Pendant trois semaines, le brasier avait éclairé toute la région. Il avait fait mieux, il était parvenu à la réchauffer. Sur plusieurs kilomètres carrés, la neige avait fondu, laissant la place à des plaques d’herbe morte nageant dans une boue glauque. Les rares congères survivantes étaient recouvertes par la poussière des morts, leurs cendres anthracite.

La peste noire n’avait jamais aussi bien porté son nom.

Désormais, la surface du gigantesque rectangle ne se mettait à rougeoyer que lorsqu’un retardataire venait, en pleurant, y jeter son mort. La fournaise ouvrait alors, là où le corps tombait, une petite bouche aux dents jaunes, pitoyable ronde de flammes affamées.  En le mastiquant, elle émettait des bruits de dents et de claquement  de langue. Le pestiféré s’enfonçait lentement, puis la peau de la fournaise se refermait sur lui, retrouvant l’obscurité naturelle de son épiderme de baleine terrestre, monstrueuse.
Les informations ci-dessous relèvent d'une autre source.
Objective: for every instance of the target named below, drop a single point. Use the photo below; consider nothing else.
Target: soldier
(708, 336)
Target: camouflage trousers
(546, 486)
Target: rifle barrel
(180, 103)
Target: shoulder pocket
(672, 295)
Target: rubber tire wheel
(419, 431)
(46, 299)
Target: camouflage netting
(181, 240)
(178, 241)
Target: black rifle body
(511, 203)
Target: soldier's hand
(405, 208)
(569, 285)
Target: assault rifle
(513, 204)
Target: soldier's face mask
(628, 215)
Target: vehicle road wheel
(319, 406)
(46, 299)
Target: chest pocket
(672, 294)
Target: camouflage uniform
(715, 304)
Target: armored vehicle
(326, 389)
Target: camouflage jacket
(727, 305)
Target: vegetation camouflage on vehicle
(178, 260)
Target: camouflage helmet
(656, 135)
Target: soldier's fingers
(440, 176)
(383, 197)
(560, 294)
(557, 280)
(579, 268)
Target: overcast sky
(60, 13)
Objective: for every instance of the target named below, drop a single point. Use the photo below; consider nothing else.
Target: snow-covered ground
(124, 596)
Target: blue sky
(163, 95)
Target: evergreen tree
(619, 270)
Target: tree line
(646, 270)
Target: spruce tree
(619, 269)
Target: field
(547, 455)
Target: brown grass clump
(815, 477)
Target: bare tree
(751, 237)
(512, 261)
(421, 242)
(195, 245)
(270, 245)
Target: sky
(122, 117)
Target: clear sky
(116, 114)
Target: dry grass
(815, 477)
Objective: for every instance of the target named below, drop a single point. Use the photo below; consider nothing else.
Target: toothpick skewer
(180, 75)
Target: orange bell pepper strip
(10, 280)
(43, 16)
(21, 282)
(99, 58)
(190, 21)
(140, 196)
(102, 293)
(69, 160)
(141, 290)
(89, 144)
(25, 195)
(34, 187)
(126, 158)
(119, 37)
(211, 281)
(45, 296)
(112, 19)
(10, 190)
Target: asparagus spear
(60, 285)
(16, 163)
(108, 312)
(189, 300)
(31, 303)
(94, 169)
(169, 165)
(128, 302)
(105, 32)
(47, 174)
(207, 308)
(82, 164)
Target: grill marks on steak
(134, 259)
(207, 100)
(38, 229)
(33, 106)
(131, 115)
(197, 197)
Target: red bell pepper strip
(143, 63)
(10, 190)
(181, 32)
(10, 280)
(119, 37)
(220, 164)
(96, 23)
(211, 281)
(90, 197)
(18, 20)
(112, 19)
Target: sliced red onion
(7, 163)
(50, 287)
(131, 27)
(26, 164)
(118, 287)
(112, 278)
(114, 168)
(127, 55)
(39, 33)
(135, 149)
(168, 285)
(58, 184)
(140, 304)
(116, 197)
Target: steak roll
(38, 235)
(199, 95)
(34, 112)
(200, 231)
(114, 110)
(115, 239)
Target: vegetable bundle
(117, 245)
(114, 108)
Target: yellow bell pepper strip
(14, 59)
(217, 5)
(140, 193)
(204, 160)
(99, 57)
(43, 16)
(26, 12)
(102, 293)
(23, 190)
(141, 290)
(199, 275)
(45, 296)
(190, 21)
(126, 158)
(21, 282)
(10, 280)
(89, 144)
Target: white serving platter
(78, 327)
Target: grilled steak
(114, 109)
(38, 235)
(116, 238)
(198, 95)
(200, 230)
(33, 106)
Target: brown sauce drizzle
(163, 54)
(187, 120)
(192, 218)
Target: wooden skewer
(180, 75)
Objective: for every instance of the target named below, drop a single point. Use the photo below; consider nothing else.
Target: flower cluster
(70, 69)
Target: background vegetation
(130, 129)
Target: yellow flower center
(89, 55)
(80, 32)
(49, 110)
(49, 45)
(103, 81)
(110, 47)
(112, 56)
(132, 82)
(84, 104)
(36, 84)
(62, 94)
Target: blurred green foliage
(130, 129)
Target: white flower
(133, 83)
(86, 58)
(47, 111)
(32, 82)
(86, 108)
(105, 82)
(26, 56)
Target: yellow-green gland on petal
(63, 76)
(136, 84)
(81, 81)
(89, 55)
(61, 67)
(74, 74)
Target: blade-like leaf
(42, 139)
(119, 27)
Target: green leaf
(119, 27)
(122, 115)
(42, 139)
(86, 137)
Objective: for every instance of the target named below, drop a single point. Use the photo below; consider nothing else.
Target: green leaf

Sous la violence du feu, les bords de cet enfer s’étaient recouverts, eux aussi, d’un miroir de ténèbres. Les rives infernales étaient vitrifiées, plus glissante qu’une patinoire. Quelques jours plus tôt, alors qu’elle venait incinérer ses trois fils, une femme avait glissé sur l’effroyable toboggan. Elle n’avait pas eu le temps de pousser le moindre hurlement. Timide grésillement, évaporation brutale des liquides corporels, son corps s’était comme « sublimé » en touchant la lave, deux mètres plus bas.

Soucieux de ses gens, Pancrace avait fait rapidement installer, l’une des catapultes de défense dont il avait muni son château.

Désormais, personne n’avait plus le droit de s’approcher et de jeter directement quoique ce soit, ou qui que ce fut. Seul le trébuchet de monsieur le Vicomte avait l’autorisation de nourrir le monstre. Il y projetait tout ce qui restait et pouvait avoir été touché par un pestiféré. Seul Jérôme Bosch aurait pu imaginer pareil spectacle. Les cadavres des pestiférés, leurs possessions et même leurs chevaux s’envolaient dans le ciel pour atterrir au centre de la fournaise. Sur un fond de nuages pétrole, des cochons volaient, des commodes pansues jouaient les montgolfières et, fantômes informes, draps et couvertures battaient désespérément des ailes. Parfois un vivant désespéré montait sur la catapulte pour rejoindre le centre du brasier en poussant des hurlements en latin. Après la chair, le bois et les tissus, c’était le fer qui, maintenant, nourrissait l’enfer : socles de charrues, armes, enclumes, fers de chevaux par centaines, outils, cerclages de roues et de tonneaux, armes et vaisselles.